Je tiens à saluer l’ouvrage consacré à la prison – qui est une vraie « somme » – que vient de publier Jean-Marie Delarue qui fut, de 2008 à 2014, le premier et l’infatigable « contrôleur général des lieux de privation de liberté ».

Créé par une loi du 30 novembre 2007, ce « contrôleur » a pour mission de procéder à toute enquête et investigation au sein des prisons et autres lieux de privation de liberté. Les détenus peuvent le saisir ou lui écrire directement sans que leurs correspondances soient filtrées. Il dispose d’une totale liberté et indépendance dans l’exercice de ses prérogatives.

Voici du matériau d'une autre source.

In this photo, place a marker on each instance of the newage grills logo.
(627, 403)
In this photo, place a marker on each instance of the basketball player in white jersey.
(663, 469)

C’est dire que Jean-Marie Delarue s’est investi pleinement dans cette mission. Il se déplaça constamment sur le « terrain », avec des équipes d’enquêteurs qu’il savait animer et coordonner. Il ne laissa rien dans l’ombre. Aucun sujet n’était tabou. Et ses rapports annuels – qu’il venait présenter au Sénat avec une totale lucidité – constituent une description au scalpel de notre système pénitentiaire. J’ajoute que sa successeure, Adeline Hazan, poursuit la tâche et la publication de rapports dans le même esprit.

Travailler sur la prison, en parler, l’analyser, proposer de la réforme : tout cela n’est pas facile. Jean-Marie Delarue cite Robert Badinter qui déclarait : « Chaque fois que je me suis efforcé de faire progresser la condition carcérale, j’ai rencontré un climat d’hostilité et d’incompréhension. »

Il cite aussi l’importante loi du 24 novembre 2009 qui dispose pourtant, en son article 22, que « l’administration pénitentiaire garantit à toute personne détenue le respect de sa dignité et de ses droits. L’exercice de ceux-ci ne peut faire l’objet d’autres restrictions que celles résultant des contraintes inhérentes à la détention. »

Il cite encore Michel Foucault dont l’œuvre monumentale – et discutable sur certains points – qui, s’agissant de la prison, a « fait disparaître le discrédit attaché en particulier dans la recherche universitaire à une institution jugée insignifiante par sa dépendance au système pénal, par "l’immobilité" de son fonctionnement et par la population pauvre et de surcroît infractionniste qui l’occupe. »

Et la « somme » de Jean-Marie Delarue, nourrie de ses rapports, est en effet une description rigoureuse de la prison, de ceux qui y séjournent et de ceux qui y travaillent, même si l’auteur pratique aussi, en référence à Malinowski, « l’observation participante. »

L’ouvrage se déploie en trois grandes parties : la prison du Code pénal et du Code de procédure pénale ; la prison de la personne détenue ; la prison de l’administration pénitentiaire.

Il n’élude aucune réalité ni aucune question : depuis la surpopulation, dont les effets sont délétères, jusqu’aux courtes peines de détention, peu justifiées, mais aussi les questions de l’architecture des prisons – les plus récentes n’étant pas exemptes de défauts, tant s’en faut ! –, les aménagements de peine, la préparation de la « sortie », les conditions de travail des personnels pénitentiaires, etc.

Il s’achève sur une question essentielle : la prison est-elle « dépôt » ou « point de départ » ? Il plaide, bien sûr, pour qu’elle soit point de départ. On dit souvent que la fonction de la prison est de « protéger la société. » Elle doit aussi permettre au détenu de se « refaire », de se « réinsérer » – oui, de « repartir. » D’où l’importance du travail, de la socialisation, de tout ce qui prépare la sortie. Rien n’est pire que ce que l’on appelle les « sorties sèches. » Je pense souvent à cette autre phrase Robert Badinter : « La première cause de la récidive, c’est la condition pénitentiaire. »

Je n’imagine pas qu’on puisse lire d’une traite les 877 pages de la somme de Jean-Marie Delarue, bien que l’écriture en soit très claire. Mais ce sera, à coup sûr, un livre de référence, auquel il sera salutaire, pour tous ceux qui réfléchissent à ces difficiles questions à l’écart de toute démagogie, de se référer fréquemment.